One question that I haven't seen much addressed is: what happened to egg production in California as result of their animal welfare laws (these laws include passage of Proposition 2 by voters in 2008 which banned the production of eggs from battery cages and the subsequent passage of state law AB 1437 which banned the sale of eggs from battery cages - both were  ultimately enforced on January 1, 2015 via California Department of Food and Agriculture (CDFA) rules)?   

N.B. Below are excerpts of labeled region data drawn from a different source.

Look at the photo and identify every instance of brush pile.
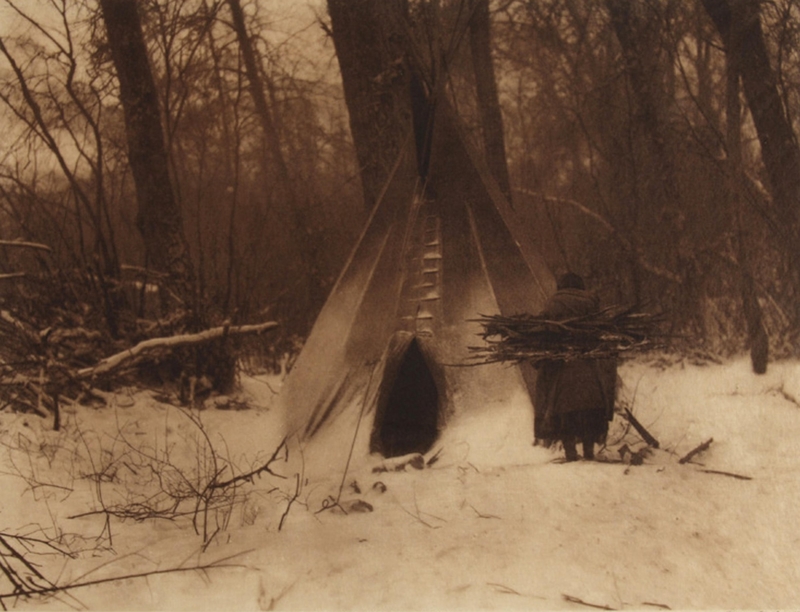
[469,306,665,365]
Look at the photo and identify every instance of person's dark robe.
[534,289,617,442]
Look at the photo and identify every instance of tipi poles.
[336,363,377,505]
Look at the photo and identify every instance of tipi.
[281,99,555,474]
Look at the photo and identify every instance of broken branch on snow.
[678,438,714,463]
[77,321,278,378]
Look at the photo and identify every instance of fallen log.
[625,408,659,448]
[0,240,53,253]
[678,438,714,463]
[77,321,278,378]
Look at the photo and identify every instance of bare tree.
[100,0,194,307]
[328,0,413,210]
[469,0,511,202]
[703,0,800,328]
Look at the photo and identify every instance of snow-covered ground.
[0,359,800,610]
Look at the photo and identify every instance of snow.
[0,357,800,610]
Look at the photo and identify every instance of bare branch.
[77,321,278,378]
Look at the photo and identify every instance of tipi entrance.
[370,334,441,457]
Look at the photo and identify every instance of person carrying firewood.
[534,273,617,461]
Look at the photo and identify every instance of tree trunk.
[100,0,194,307]
[725,13,769,374]
[606,0,703,331]
[469,0,511,202]
[328,0,412,210]
[703,0,800,327]
[228,0,296,206]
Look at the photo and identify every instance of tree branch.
[77,321,278,378]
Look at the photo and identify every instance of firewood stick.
[77,321,278,378]
[625,408,659,448]
[678,438,714,463]
[700,470,753,480]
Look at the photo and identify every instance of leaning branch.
[0,240,53,253]
[77,321,278,378]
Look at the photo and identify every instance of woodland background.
[0,0,800,403]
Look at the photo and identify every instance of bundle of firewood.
[469,306,665,364]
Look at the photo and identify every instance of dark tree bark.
[328,0,412,210]
[228,0,296,205]
[606,0,703,331]
[725,8,769,374]
[469,0,511,202]
[227,0,325,334]
[703,0,800,326]
[100,0,194,306]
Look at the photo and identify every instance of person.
[534,273,617,461]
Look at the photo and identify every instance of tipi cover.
[281,100,555,470]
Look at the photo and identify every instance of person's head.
[556,272,586,289]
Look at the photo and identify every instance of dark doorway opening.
[370,338,439,457]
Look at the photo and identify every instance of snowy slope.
[0,359,800,610]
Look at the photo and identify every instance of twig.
[678,438,714,463]
[77,321,278,378]
[561,593,616,610]
[469,504,500,519]
[625,407,659,448]
[278,474,298,531]
[700,470,753,480]
[486,582,522,596]
[0,240,53,253]
[0,563,246,602]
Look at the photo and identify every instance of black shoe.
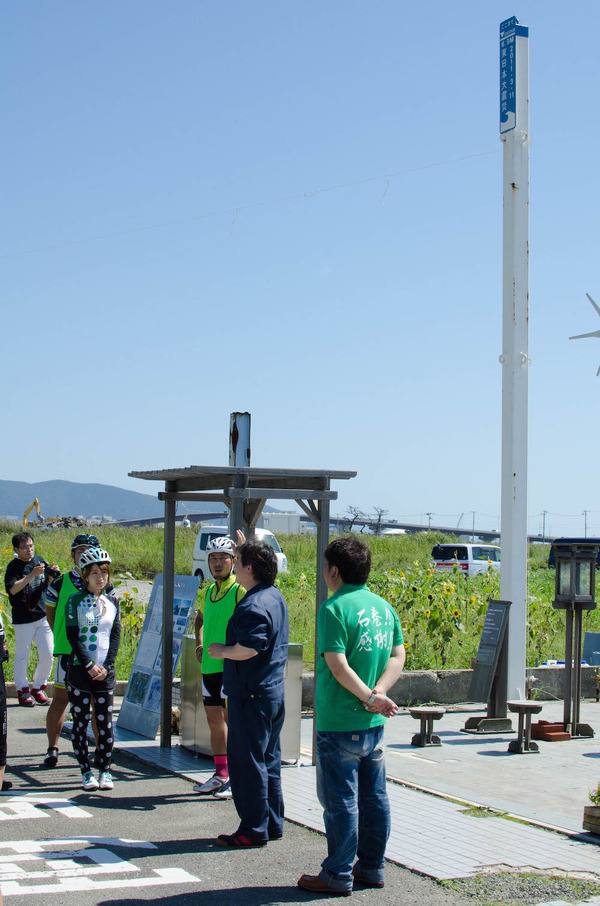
[215,834,267,849]
[352,865,384,890]
[44,746,58,768]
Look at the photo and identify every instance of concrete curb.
[6,667,596,711]
[302,667,596,710]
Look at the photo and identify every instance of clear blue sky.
[0,0,600,534]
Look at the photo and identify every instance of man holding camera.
[4,532,60,708]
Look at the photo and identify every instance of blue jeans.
[317,726,391,890]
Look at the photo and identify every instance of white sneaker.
[213,780,233,799]
[81,771,98,793]
[194,774,229,796]
[100,771,114,790]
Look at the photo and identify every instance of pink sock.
[215,755,229,780]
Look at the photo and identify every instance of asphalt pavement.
[0,700,472,906]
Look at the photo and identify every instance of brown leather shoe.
[298,875,352,897]
[17,689,35,708]
[31,686,50,705]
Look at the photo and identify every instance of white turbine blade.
[586,293,600,315]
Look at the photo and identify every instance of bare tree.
[373,506,389,535]
[344,506,365,532]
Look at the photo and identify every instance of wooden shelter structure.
[129,466,356,748]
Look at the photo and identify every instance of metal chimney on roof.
[229,412,252,466]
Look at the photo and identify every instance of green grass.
[0,523,600,678]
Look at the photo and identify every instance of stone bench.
[506,699,542,755]
[408,705,446,746]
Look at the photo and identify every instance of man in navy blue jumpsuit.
[208,540,289,848]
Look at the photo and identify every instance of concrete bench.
[408,705,446,746]
[506,699,542,755]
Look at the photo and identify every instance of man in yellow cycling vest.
[194,535,246,799]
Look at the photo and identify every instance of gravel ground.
[443,872,600,906]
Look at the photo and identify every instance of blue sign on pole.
[500,16,529,135]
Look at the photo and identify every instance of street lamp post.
[552,542,600,736]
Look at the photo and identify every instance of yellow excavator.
[23,497,60,529]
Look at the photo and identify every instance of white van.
[431,543,501,578]
[193,525,287,582]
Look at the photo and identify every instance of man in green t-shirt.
[298,534,405,896]
[194,535,246,799]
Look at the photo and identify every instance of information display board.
[469,600,510,702]
[117,573,200,739]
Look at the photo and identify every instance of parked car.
[431,542,501,579]
[548,538,600,569]
[192,525,287,582]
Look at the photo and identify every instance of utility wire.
[0,149,501,259]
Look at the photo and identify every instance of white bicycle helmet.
[206,535,235,557]
[79,547,111,569]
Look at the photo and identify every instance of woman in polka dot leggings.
[65,547,121,790]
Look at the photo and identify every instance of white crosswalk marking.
[0,837,199,896]
[0,794,92,821]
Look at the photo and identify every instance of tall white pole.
[500,17,530,701]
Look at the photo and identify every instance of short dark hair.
[325,534,371,585]
[238,538,277,585]
[12,532,33,550]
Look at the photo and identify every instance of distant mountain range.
[0,480,225,522]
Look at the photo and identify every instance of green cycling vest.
[200,576,246,673]
[52,573,81,657]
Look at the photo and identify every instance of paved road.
[0,704,472,906]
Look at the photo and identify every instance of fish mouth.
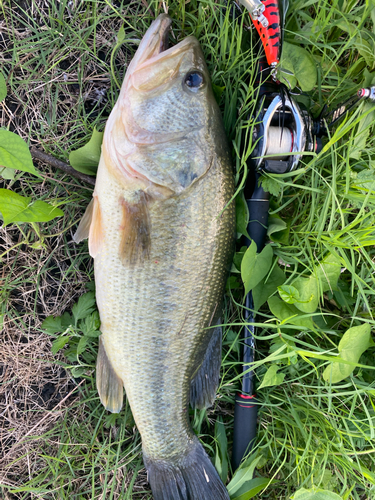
[158,14,172,54]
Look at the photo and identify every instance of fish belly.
[95,155,235,461]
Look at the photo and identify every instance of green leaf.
[231,477,276,500]
[349,103,375,160]
[117,25,125,45]
[315,253,341,292]
[292,276,319,313]
[0,189,64,226]
[80,311,100,337]
[278,285,299,304]
[41,316,63,334]
[212,83,225,104]
[280,41,318,92]
[258,365,285,390]
[69,128,103,175]
[0,73,7,102]
[51,336,70,354]
[215,416,228,483]
[241,241,273,294]
[260,175,282,196]
[0,167,15,180]
[72,292,96,324]
[236,193,250,239]
[77,337,89,355]
[0,129,38,175]
[323,323,371,384]
[253,265,286,311]
[291,488,342,500]
[227,456,261,498]
[268,296,314,328]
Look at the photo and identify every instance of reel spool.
[251,93,321,174]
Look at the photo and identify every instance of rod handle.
[232,393,258,472]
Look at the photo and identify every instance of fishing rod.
[232,0,375,470]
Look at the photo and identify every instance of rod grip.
[232,393,258,471]
[247,193,270,253]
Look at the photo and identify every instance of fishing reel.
[236,0,375,174]
[251,91,322,174]
[251,84,375,174]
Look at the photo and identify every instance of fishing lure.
[240,0,288,70]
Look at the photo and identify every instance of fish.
[74,14,235,500]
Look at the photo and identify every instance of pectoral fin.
[190,326,222,409]
[96,335,124,413]
[120,191,151,265]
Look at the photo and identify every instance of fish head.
[104,14,226,193]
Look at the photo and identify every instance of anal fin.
[190,326,222,409]
[96,335,124,413]
[120,191,151,265]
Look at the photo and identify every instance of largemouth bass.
[75,15,235,500]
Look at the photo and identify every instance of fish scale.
[95,157,234,458]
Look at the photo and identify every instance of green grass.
[0,0,375,500]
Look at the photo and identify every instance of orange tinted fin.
[96,335,124,413]
[120,191,151,265]
[73,199,94,243]
[89,195,103,257]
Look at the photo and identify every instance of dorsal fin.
[120,191,151,265]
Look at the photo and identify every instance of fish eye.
[184,70,205,92]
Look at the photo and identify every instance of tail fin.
[143,441,229,500]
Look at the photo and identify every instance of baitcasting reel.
[251,84,375,174]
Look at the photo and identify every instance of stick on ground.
[30,147,95,186]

Before all of this went down, Dan Sumner and other researchers at UC Davis warned that passage of Prop 2 could lead to an exodus of California egg producers and lead California retailers to increase imports of eggs from other states (that's one reason state law AB 1437 came into being - to try to prevent this outcome).  The chart below shows our analysis of the number of egg laying hens in California, which generally confirms the UC Davis researcher's conjecture made back in 2008.  

We estimate that:

by July 2016 both egg production and the number of egg-laying hens were about 35% lower than they would have been as a result of the new regulations. Out-of-state eggs were able to compensate for falling California production until around the time of implementation of the new rules, at which point imports of eggs into California fell.

Here is a graph of egg imports into the state, which Conner obtained via a FOIA request from CDFA, along with egg production in the state.

In addition to these production impacts, we were also interested in the impacts on prices paid by food consumers.  To address this issue, we obtained retail scanner data from Nielsen.  

We find that the average price paid per dozen eggs was about 22% higher from December 2014 through September 2016 than it would have been in the absence of the hen housing restrictions. The price impact fell over time, from an initial impact of about 33% per dozen to about 9% over the last six months of the observed time horizon. These price increases correspond to welfare losses of at least $117 million for the three California markets [in LA, San Diego, and San Francisco from December 2014 to September 2016]. Our results suggest annual average welfare losses of at least $2 per California household in future years.